Mindy Reed has been in love with the NFL for more than 50 years. As a kid in Connecticut, she wore a Bart Starr jersey and bonded over the game with her dad. Fandom helped Reed break into the old-boys' club as she climbed the corporate ladder at Dell and connect with football-mad Texans when she switched careers and became a librarian in Austin. Now she's giving it all up.
Reed, 61, has decided to boycott the NFL because no team has offered a job to Colin Kaepernick, the quarterback whose protest of police brutality during the national anthem last season ignited a cultural firestorm. Reed, who is white, says police have pulled over her husband for "driving while black," and tuning out the NFL is a way to show solidarity. She has plenty of company. Kaepernick's supporters range from the active players who have continued his protest and celebrities like Spike Lee to the 175,000-plus signatories of a petition on Change.org called #NoKaepernickNoNFL.
Critics too are emboldened. After several Cleveland Browns players knelt during the anthem before an August preseason game, the police and paramedic unions planned to withdraw from a pregame flag ceremony.
For the NFL, the simmering conflict is one of many dark clouds looming over the start of the season. September has long been when America's real national pastime reasserts its grasp. Yet rather than fighting over fantasy teams or marveling at Tom Brady's longevity, fans in the run-up to this season have been consumed by soberer topics. Be it the Kaepernick debate, violence against women or the nature of the game itself, a growing number of Americans are becoming fed up with football.
The most important NFL news this summer was not a big free-agent signing but a study published in the Journal of the American Medical Association in July. Researchers examined the brains of 111 deceased NFL players and diagnosed 110 of them, or 99%, with the degenerative brain disease CTE. The study, said author Dr. Jesse Mez, "suggests, with a lot of caveats, that this is probably not a rare disease--at least among those who are exposed to a lot of football."
Two days after the findings were released, Baltimore Ravens offensive lineman John Urschel, who's studying for a Ph.D. in mathematics at MIT, abruptly announced his retirement. His decision was reportedly linked to the study. Urschel is one of several NFL players who have retired in their prime rather than increase their chances of developing serious brain injuries. These concerns are trickling down to the youth level: some 23,000 fewer students played high school football last season than in 2015, and schools and peewee programs are dropping their teams for lack of interest.
Alleged violence of a different sort defined another off-season story. On Sept. 5 an arbitrator upheld the NFL's six-game suspension of Ezekiel Elliott, the young Dallas Cowboys star who led the NFL in rushing last season, for violating the league's personal-conduct policy after an ex-girlfriend accused him of domestic violence. Officials in Columbus, Ohio, declined to pursue charges, and Elliott has denied the allegations.
Then there is the matter of Kaepernick, whose absence from the game may well be more significant than his presence.
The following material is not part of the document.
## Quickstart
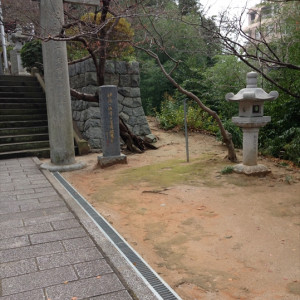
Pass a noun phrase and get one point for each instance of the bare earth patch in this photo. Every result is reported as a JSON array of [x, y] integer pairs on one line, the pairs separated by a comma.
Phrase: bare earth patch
[[210, 236]]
He is no longer the player he was in 2013, when he led San Francisco to a Super Bowl berth, but he did throw 16 touchdowns last season against just four interceptions. Yet since March, NFL teams have signed 20 new free-agent quarterbacks who have never completed a pass in the regular season. Ravens owner Steve Bisciotti admitted it was about more than talent when the team considered signing Kaepernick, and he asked fans to weigh in. Former Ravens linebacker Ray Lewis--who pleaded guilty to obstruction of justice in a double-murder case but didn't lose his NFL livelihood--said Baltimore passed on Kaepernick because his girlfriend posted a racially charged tweet. This, when NFL teams have signed players who have been convicted of domestic violence, illegal gun possession and DUI manslaughter.
Last year the NFL's once reliable regular-season TV ratings dipped by 9%. They could fall again if more people like Reed turn away. "Who knows what I might discover out there," Reed says of life without the NFL. "I certainly know how to read a book."